Ninety-nine percent and the great divide

Occupy Wall Street got us talking about class in America, just like that. Long a taboo topic, it’s one that desperately needs to be aired. But we can talk about it now. A brilliant stroke it was, to bypass the loaded term “class” and give us something a lot more functional: “the 99%” vs. “the 1%.”

In a country without ranks and titles, our attempts at drawing class lines typically involve finding some numerical cutoff that we can agree on: the “poverty line” is $20K per year, “middle class” is $40K, and so on. Trouble is, it’s arbitrary and doesn’t really yield much in the way of agreement. Nor insight, for that matter.

The percentages 99 and 1 appear at first glance to be yet another stab at a quantitative divide. Indeed, a graph of  income distribution in America shows a classic “hockey stick” curve that takes its sharp upward bend right at the 99th percentile, so the quantities turned out about right in this case. While it’s good that they did, the class differences that really matter are qualitative.

It’s not just about a difference in number of dollars. There’s a point where enough difference in degree becomes a difference in kind.  Politically, it’s about the difference in interests. The one percent have an interest in maintaining the system of rewards that grants them a disproportionate share of the wealth, while the ninety-nine percent’s interest lies in getting a share that’s steady enough to keep body and soul together. On a finite planet, these interests will inevitably come into conflict.

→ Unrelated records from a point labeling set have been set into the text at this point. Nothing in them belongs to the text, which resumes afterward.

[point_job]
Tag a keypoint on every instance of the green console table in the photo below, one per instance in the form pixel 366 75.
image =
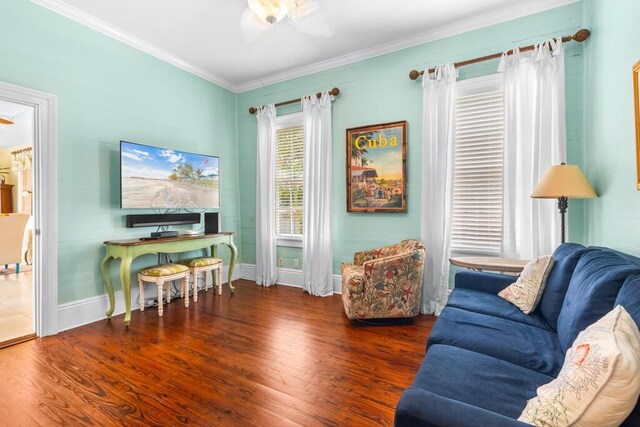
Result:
pixel 128 250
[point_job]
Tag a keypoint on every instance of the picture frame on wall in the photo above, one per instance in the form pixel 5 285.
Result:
pixel 636 98
pixel 376 168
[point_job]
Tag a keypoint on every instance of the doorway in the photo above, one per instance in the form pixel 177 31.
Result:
pixel 17 129
pixel 35 197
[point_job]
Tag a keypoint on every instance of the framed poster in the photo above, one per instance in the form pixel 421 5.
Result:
pixel 376 168
pixel 636 97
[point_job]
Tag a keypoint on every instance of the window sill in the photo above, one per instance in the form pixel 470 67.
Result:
pixel 292 242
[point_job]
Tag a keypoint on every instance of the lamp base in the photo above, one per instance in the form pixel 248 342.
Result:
pixel 563 204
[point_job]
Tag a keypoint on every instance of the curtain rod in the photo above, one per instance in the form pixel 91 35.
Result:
pixel 335 92
pixel 580 36
pixel 22 150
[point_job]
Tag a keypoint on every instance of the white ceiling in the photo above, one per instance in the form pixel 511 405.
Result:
pixel 19 133
pixel 204 36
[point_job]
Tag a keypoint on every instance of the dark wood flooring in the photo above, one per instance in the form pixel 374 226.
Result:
pixel 263 356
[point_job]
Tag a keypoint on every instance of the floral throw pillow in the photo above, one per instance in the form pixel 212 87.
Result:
pixel 598 384
pixel 527 291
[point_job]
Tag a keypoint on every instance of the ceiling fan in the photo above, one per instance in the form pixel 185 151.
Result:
pixel 305 16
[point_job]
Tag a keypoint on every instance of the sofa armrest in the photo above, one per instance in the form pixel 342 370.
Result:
pixel 419 407
pixel 491 283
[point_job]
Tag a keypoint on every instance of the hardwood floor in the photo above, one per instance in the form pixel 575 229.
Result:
pixel 263 356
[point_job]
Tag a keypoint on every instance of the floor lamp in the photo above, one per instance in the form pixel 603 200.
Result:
pixel 563 182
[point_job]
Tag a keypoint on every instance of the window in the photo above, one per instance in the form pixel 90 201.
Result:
pixel 289 176
pixel 477 194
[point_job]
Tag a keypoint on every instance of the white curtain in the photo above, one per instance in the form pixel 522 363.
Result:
pixel 534 139
pixel 438 111
pixel 317 251
pixel 266 270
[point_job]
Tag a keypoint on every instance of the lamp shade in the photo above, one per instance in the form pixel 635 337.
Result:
pixel 563 181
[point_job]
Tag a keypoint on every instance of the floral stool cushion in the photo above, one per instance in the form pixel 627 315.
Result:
pixel 200 262
pixel 163 270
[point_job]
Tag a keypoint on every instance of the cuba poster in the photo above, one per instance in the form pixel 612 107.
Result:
pixel 376 168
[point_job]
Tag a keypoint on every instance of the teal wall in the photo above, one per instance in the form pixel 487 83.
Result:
pixel 108 91
pixel 610 154
pixel 378 90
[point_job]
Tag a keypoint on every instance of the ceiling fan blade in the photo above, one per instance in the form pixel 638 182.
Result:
pixel 252 26
pixel 307 17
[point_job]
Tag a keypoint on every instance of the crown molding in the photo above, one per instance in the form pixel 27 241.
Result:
pixel 107 29
pixel 438 33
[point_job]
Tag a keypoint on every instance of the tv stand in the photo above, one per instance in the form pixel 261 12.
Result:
pixel 128 250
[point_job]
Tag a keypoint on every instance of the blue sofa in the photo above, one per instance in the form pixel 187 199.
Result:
pixel 485 358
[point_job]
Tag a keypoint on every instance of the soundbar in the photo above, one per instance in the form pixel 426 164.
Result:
pixel 163 234
pixel 157 220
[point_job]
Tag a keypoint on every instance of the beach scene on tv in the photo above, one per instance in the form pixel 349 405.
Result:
pixel 155 177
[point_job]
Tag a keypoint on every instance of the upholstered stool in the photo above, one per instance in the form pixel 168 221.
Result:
pixel 159 274
pixel 203 265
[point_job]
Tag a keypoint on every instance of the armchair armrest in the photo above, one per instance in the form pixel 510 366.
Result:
pixel 491 283
pixel 410 265
pixel 419 407
pixel 359 258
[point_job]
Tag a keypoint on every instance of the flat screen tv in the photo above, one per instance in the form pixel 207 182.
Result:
pixel 158 178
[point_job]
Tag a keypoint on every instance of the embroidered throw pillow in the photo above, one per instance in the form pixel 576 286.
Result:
pixel 598 384
pixel 527 291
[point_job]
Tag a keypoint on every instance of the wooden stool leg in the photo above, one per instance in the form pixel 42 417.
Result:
pixel 207 279
pixel 141 292
pixel 160 283
pixel 185 283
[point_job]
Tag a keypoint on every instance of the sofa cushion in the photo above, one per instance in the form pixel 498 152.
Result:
pixel 527 290
pixel 599 383
pixel 565 258
pixel 478 380
pixel 629 297
pixel 592 291
pixel 523 345
pixel 492 304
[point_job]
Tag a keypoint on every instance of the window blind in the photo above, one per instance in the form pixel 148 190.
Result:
pixel 289 176
pixel 477 198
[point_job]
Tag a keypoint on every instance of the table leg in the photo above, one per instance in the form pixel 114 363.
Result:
pixel 106 276
pixel 125 278
pixel 214 279
pixel 232 262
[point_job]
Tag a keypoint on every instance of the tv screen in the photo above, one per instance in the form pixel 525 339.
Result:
pixel 158 178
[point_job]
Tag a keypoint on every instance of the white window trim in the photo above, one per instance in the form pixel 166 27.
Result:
pixel 283 122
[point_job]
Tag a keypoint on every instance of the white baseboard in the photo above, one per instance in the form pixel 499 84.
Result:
pixel 286 277
pixel 78 313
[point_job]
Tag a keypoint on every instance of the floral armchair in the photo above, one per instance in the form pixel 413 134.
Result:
pixel 384 282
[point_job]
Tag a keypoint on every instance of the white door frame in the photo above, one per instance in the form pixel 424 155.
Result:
pixel 45 202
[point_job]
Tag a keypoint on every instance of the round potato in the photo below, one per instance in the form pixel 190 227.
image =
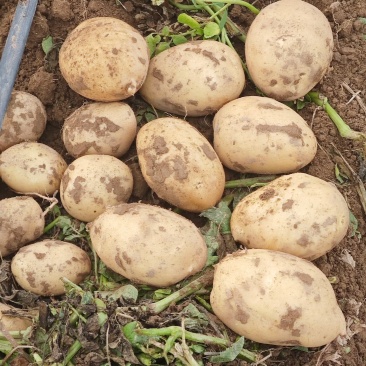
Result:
pixel 38 267
pixel 288 49
pixel 25 120
pixel 260 135
pixel 194 79
pixel 159 248
pixel 296 213
pixel 12 322
pixel 21 221
pixel 93 182
pixel 276 298
pixel 32 167
pixel 100 128
pixel 104 59
pixel 179 164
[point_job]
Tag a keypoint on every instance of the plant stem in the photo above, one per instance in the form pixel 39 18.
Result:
pixel 343 129
pixel 248 182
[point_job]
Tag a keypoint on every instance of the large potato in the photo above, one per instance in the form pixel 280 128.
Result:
pixel 104 59
pixel 100 128
pixel 288 49
pixel 194 79
pixel 260 135
pixel 93 182
pixel 25 120
pixel 148 244
pixel 179 164
pixel 296 213
pixel 32 167
pixel 276 298
pixel 38 267
pixel 21 221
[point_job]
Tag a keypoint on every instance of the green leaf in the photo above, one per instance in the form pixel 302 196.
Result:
pixel 47 44
pixel 211 30
pixel 186 19
pixel 230 353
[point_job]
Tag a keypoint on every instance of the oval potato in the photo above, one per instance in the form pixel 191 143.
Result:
pixel 32 167
pixel 21 221
pixel 38 267
pixel 148 244
pixel 296 213
pixel 288 49
pixel 93 182
pixel 100 128
pixel 276 298
pixel 104 59
pixel 194 79
pixel 260 135
pixel 179 164
pixel 25 120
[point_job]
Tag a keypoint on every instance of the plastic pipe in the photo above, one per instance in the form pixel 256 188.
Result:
pixel 13 50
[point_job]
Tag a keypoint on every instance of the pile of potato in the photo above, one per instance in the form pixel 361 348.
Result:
pixel 270 292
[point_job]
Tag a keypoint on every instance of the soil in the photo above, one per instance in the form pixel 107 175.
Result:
pixel 40 76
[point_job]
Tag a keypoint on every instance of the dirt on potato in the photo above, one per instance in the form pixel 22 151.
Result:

Once such lines are drawn, of course, people will go about assigning themselves to one side or the other. Some of it is cultural: a number of solidly middle-class go-getters, for example, are likely to identify with the top one percent based purely on aspiration. Conversely, some millionaires of a populist persuasion will throw in their lot with The Common Man.

For many others, their inner geek will clamor to know exactly what income level puts a person into the literal top 1%. Here’s the short answer: half a million a year.  According to data  from the Brookings Institution, annual income for the 99th percentile (i.e., entry into the top 1%) is $506,553. Any less and you’re down here with us serfs.

These stats are about income, but here’s an item about wealth that I found to be an eye-opener. The Federal Reserve releases quarterly figures for Total Household Net Worth, an amount which is currently at $57.3 trillion. That’s the sum total of all the net worth of all the households in all the land.

There are 114.8 million of them, as it happens, so your average household is worth $499,600.  That’s right — that’s how much there is to go around. To put it another way, an even distribution of wealth would mean every single family in America sitting comfy and secure on a half-million dollar nest-egg. Make of that what you will.

But the truly great divide, I believe, that separates the upper class from the working classes is when you get to leave out the “working” part. At a certain point, income from investments is enough to live on. You don’t have to worry about having a job, because you don’t need one.

Depending on your concept of “enough,” you could be work-optional with as little $2 million to your name. Dividends and interest on that much would put you in the $100,000-a-year bracket fairly easily. For life.

When you’re work-optional, the world looks like a much different place than it does to someone who has to harness up to a paycheck. That’s privilege. That’s the real difference between the top 1% and the rest of us. Our gut-level understanding of this is what the Occupiers have so successfully struck and have finally given a voice to. We can talk about it now.